Eleven people have been confirmed dead and 21 others are still missing.

The recording between the officer and port officials began at 10:12 p.m. Friday, a good 30 minutes after the ship violently hit a reef and panicked passengers had fled the dining room to get their lifejackets.

Recordings of Schettino's conversations with coast guard officials after the ship capsized on its side have shown how he resisted repeated orders to return on board to oversee the evacuation.

In a new recording released Thursday, the first communication between the ship and Livorno port authorities, the cruise officer is heard assuring the port officer that he was checking out the reasons for the blackout. But he doesn't volunteer that the ship had hit a reef.

Rather, the port officer tells the cruise officer that his agency had heard from a relative of one of ship's sailors that "during dinner everything fell on their heads." Passengers in the dining area reported plates and glasses slamming down onto diners.

"We are verifying the conditions on board," the cruise officer replies. Asked if passengers had been told to put on life jackets, he responds: "Correct."

Crew members and passengers alike have complained about the chaotic evacuation and the lack of direction from the ship's management.

Divers, meanwhile, restarted the search Thursday for those still missing, but a forecast of rough seas added uncertainty to the operation and to plans to begin pumping fuel from the stranded vessel.

The divers were focusing on an evacuation route on the fourth level, now about 60 feet below the water's surface, where five bodies were found earlier this week, Navy spokesman Alessandro Busonero told Sky TG 24. Crews set off small explosions to blow holes into hard-to-reach areas for easier access by divers.

Officials restarted the search after determining the ship had stabilized after shifting on the rocks 24 hours earlier.

Also Thursday, seven of the dead were identified by authorities: French passengers Jeanne Gannard, Pierre Gregoire, Francis Servil, 71, and Jean-Pierre Micheaud, 61; Peruvian crew member Thomas Alberto Costilla Mendoza; Spanish passenger Guillermo Gual, 68, and Italian passenger Giovanni Masia, who news reports said would have turned 86 next week and was buried in Sardinia on Thursday.

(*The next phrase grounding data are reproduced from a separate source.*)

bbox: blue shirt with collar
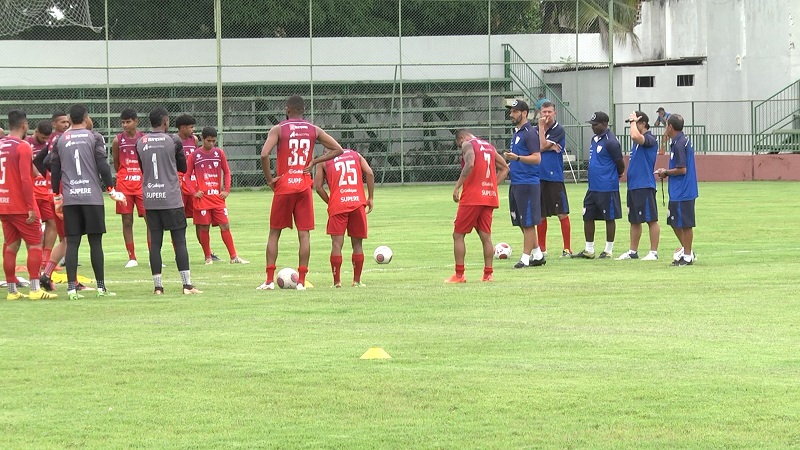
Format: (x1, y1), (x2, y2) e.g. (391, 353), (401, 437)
(587, 129), (623, 192)
(627, 130), (658, 190)
(668, 131), (699, 201)
(508, 122), (540, 185)
(538, 122), (567, 182)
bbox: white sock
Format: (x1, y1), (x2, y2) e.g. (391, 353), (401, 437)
(532, 247), (543, 260)
(684, 252), (693, 261)
(628, 249), (637, 255)
(521, 253), (531, 265)
(605, 242), (614, 253)
(649, 250), (658, 256)
(585, 242), (595, 253)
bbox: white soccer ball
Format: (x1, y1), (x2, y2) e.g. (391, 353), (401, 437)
(373, 246), (393, 264)
(276, 267), (299, 289)
(494, 242), (512, 259)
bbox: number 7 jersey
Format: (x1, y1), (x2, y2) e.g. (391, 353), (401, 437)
(275, 119), (317, 195)
(323, 149), (366, 215)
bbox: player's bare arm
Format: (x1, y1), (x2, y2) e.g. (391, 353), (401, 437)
(628, 112), (645, 145)
(260, 125), (280, 188)
(537, 117), (560, 152)
(655, 167), (687, 178)
(503, 150), (541, 165)
(453, 143), (475, 203)
(111, 136), (121, 171)
(18, 144), (36, 223)
(305, 127), (344, 172)
(494, 152), (509, 184)
(184, 153), (201, 198)
(219, 153), (231, 199)
(313, 164), (330, 204)
(360, 154), (375, 213)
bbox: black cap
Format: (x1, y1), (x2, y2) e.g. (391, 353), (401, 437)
(506, 99), (529, 112)
(587, 111), (609, 125)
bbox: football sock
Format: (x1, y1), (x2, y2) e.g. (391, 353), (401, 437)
(220, 229), (237, 259)
(44, 260), (57, 277)
(88, 234), (105, 285)
(648, 250), (658, 256)
(483, 267), (493, 277)
(179, 270), (192, 286)
(352, 253), (364, 282)
(26, 247), (42, 282)
(560, 216), (571, 251)
(67, 280), (76, 292)
(532, 247), (543, 260)
(29, 278), (40, 292)
(4, 249), (16, 284)
(266, 265), (276, 283)
(585, 242), (595, 253)
(537, 219), (547, 253)
(7, 282), (17, 294)
(330, 255), (343, 284)
(199, 228), (211, 259)
(153, 274), (163, 288)
(604, 241), (614, 254)
(455, 264), (465, 277)
(97, 280), (106, 292)
(41, 247), (52, 270)
(521, 253), (531, 265)
(297, 266), (308, 285)
(126, 242), (136, 260)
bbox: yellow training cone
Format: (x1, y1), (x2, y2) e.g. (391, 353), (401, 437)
(360, 347), (391, 360)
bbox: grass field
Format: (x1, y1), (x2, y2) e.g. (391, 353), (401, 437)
(2, 181), (799, 448)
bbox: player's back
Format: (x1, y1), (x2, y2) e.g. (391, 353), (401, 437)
(27, 135), (52, 200)
(54, 129), (106, 206)
(275, 118), (317, 195)
(0, 136), (34, 215)
(460, 138), (499, 207)
(324, 148), (365, 214)
(116, 131), (145, 194)
(137, 132), (184, 210)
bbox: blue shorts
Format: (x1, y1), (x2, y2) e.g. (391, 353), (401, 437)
(667, 200), (696, 228)
(509, 184), (541, 228)
(627, 188), (658, 224)
(583, 190), (622, 221)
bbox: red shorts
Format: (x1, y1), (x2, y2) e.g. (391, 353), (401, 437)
(193, 207), (229, 226)
(326, 206), (368, 238)
(36, 199), (65, 237)
(270, 189), (314, 231)
(116, 192), (145, 216)
(454, 204), (494, 234)
(1, 214), (43, 246)
(183, 193), (194, 219)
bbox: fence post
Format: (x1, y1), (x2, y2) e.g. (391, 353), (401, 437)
(214, 0), (223, 147)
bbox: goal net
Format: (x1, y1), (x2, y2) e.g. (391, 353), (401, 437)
(0, 0), (101, 37)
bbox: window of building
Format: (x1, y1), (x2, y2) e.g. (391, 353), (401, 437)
(636, 76), (654, 88)
(677, 74), (695, 86)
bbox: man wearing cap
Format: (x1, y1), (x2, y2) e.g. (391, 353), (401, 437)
(573, 111), (624, 259)
(617, 111), (660, 260)
(502, 99), (545, 268)
(654, 107), (671, 155)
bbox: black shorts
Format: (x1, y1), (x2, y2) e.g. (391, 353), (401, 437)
(627, 188), (658, 224)
(583, 190), (622, 221)
(667, 200), (696, 228)
(540, 180), (570, 217)
(62, 204), (106, 236)
(508, 184), (541, 227)
(146, 207), (188, 232)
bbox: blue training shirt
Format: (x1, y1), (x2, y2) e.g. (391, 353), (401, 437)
(626, 130), (659, 190)
(587, 129), (623, 192)
(668, 131), (699, 201)
(508, 122), (540, 185)
(539, 122), (567, 182)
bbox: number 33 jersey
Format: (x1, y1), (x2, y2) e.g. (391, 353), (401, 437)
(323, 149), (366, 215)
(275, 119), (317, 195)
(136, 132), (184, 210)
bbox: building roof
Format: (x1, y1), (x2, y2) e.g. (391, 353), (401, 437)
(543, 56), (706, 74)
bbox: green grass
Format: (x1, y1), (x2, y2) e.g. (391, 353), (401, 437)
(2, 181), (800, 449)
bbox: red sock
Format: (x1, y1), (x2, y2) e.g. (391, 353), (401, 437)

Italian authorities have identified 32 people who have either died or are missing: 12 Germans, seven Italians, six French, two Peruvians, two Americans and one person each from Hungary, India and Spain.

The ship's sudden movement Wednesday had also postponed the start of the weekslong operation to extract the half-million gallons of fuel on board the vessel. Italy's environment minister issued a fresh warning Thursday about the implications if the ship shifts and breaks any of its now-intact oil tanks.

"We are very concerned" about the weather, minister Corrado Clini told Mediaset television. "If the tanks were to break, the fuel would block the sunlight from getting to the bottom of the sea, making a kind of film, and that would cause the death of the marine system in the area."

Crew members returning home have begun speaking out about the chaotic evacuation, saying the captain sounded the alarm too late and didn't give orders or instructions about how to evacuate passengers. Eventually, crew members started lowering lifeboats on their own.

"They asked us to make announcements to say that it was electrical problems and that our technicians were working on it and to not panic," French steward Thibault Francois told France-2 television Thursday. "I told myself this doesn't sound good."

He said the captain took too long to react and that eventually his boss told him to start escorting passengers to lifeboats. "No, there were no orders from the management," he said.

Indian ship waiter Mukesh Kumar said "the emergency alarm was sounded very late," only after the ship "started tilting and water started seeping" in.

He was one of four Indians flown to New Delhi on Thursday, the first to return out of 203 Indians aboard the Concordia.

"The ship shook for a while, and then the crockery stated falling all over," said Indian Kandari Surjan Singh, who worked in the ship's galley. "People started panicking. Then the captain ordered that everything is under control and said it was a normal electric fault ... so people calmed down after that."

Among the missing are an Italian father and 5-year-old daughter. The girl's mother issued a fresh appeal to speed the search and for passengers who saw the pair to come forward to help determine where they were last seen.

"Don't stop, bring home my daughter. Get her out," Susy Albertini, 28, said on Italian television Wednesday evening after meeting with government and port officials in Tuscany.

William Arlotti, 36, had taken his daughter on on the cruise with his girlfriend, Michela Marconcelli, who survived. Marconcelli said she got separated from the other two in the evacuation.

Other missing include retirees Jerry and Barbara Heil of White Bear Lake, Minnesota, who were treating themselves after putting four children through college.

The ship's operator, Crociere Costa SpA, has accused Schettino of causing the wreck by making the unapproved detour, and the captain has acknowledged carrying out what he called a "tourist navigation" that brought the ship closer to Giglio.

Costa is owned by Miami-based Carnival Corp.